Welcome to the first module of Thing 1! This module starts at the very beginning, defining data, providing specific examples, and challenging the different ways you might think about data. Before we dive right into what data is, consider this introductory video from the University of Houston Library.
Watch this video as an introduction to data, making note of what you already knew, and what information is new to you.
What is data?
Data is all around us. Right now, you are swimming in your very own ocean of data! Data can be almost anything.
If data can be anything, then what separates it from information? How do we even define and keep track of data if there are so many options?
Context is key! Data is information that has been put into a specific context. It is information used to answer a question that you might have, whether it’s as simple as: what is the average height in my family or as complex as: how do repeated hurricanes affect the Nova Scotia lobster population over a long-term period?
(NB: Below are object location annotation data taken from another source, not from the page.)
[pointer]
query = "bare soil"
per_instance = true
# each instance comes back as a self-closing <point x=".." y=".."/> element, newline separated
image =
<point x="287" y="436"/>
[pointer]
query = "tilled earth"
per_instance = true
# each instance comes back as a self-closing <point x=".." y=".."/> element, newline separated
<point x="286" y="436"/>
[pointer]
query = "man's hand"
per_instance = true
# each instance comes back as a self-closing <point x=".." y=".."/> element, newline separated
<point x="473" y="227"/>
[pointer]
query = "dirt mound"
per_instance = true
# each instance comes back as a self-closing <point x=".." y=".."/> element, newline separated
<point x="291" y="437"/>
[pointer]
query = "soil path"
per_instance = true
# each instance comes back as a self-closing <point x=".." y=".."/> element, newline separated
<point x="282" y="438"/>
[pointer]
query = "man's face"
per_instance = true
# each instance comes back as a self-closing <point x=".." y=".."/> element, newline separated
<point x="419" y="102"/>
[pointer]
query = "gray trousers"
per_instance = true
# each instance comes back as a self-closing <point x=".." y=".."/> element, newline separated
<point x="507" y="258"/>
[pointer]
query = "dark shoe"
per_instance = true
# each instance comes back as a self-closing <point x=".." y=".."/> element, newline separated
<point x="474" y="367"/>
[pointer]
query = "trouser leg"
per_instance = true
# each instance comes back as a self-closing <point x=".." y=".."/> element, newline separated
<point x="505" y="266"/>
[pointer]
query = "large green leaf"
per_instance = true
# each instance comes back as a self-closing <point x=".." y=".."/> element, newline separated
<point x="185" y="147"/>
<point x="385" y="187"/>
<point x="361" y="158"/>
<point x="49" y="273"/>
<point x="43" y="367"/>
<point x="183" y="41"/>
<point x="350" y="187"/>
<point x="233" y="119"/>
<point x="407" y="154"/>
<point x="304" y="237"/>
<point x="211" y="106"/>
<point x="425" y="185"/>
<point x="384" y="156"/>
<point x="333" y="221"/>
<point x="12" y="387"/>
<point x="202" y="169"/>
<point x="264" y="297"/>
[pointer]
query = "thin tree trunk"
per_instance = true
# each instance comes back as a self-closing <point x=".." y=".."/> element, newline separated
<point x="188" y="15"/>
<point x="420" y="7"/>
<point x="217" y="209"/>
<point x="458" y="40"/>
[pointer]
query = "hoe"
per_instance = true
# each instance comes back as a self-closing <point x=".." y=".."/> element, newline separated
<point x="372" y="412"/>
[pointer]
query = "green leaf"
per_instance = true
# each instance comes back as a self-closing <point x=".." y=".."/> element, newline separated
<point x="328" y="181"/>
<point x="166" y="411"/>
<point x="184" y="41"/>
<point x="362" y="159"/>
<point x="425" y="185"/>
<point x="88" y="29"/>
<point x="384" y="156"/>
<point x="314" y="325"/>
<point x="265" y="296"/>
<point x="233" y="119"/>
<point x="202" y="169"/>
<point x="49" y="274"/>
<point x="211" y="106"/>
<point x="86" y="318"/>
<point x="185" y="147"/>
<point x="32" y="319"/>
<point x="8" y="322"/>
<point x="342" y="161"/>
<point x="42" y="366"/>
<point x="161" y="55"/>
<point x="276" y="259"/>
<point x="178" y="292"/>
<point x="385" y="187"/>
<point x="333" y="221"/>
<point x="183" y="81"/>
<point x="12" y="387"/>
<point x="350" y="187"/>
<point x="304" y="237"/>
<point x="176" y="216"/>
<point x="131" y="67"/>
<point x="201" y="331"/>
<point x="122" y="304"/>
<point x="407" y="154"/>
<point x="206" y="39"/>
Let’s look at some examples of data being all around you.
Digital Data Examples:
There are likely a few digital examples that come to mind when you think about data. Examples such as social media, where you can find data about your views, likes and other interactions with the content you post.
You can also get data even just from your photo gallery, or looking at your videos. Who is in them? How long are the videos? Where and when were they filmed?
With digital data, you can have a huge wealth of it at your fingertips in mere moments!
Analog Data Examples:
It’s likely that all of you taking this course had a digital example of data that you could think of. But data isn’t merely digital, and in fact digital data is still relatively new in comparison! Even things that you wouldn’t expect at first glance, can be considered data.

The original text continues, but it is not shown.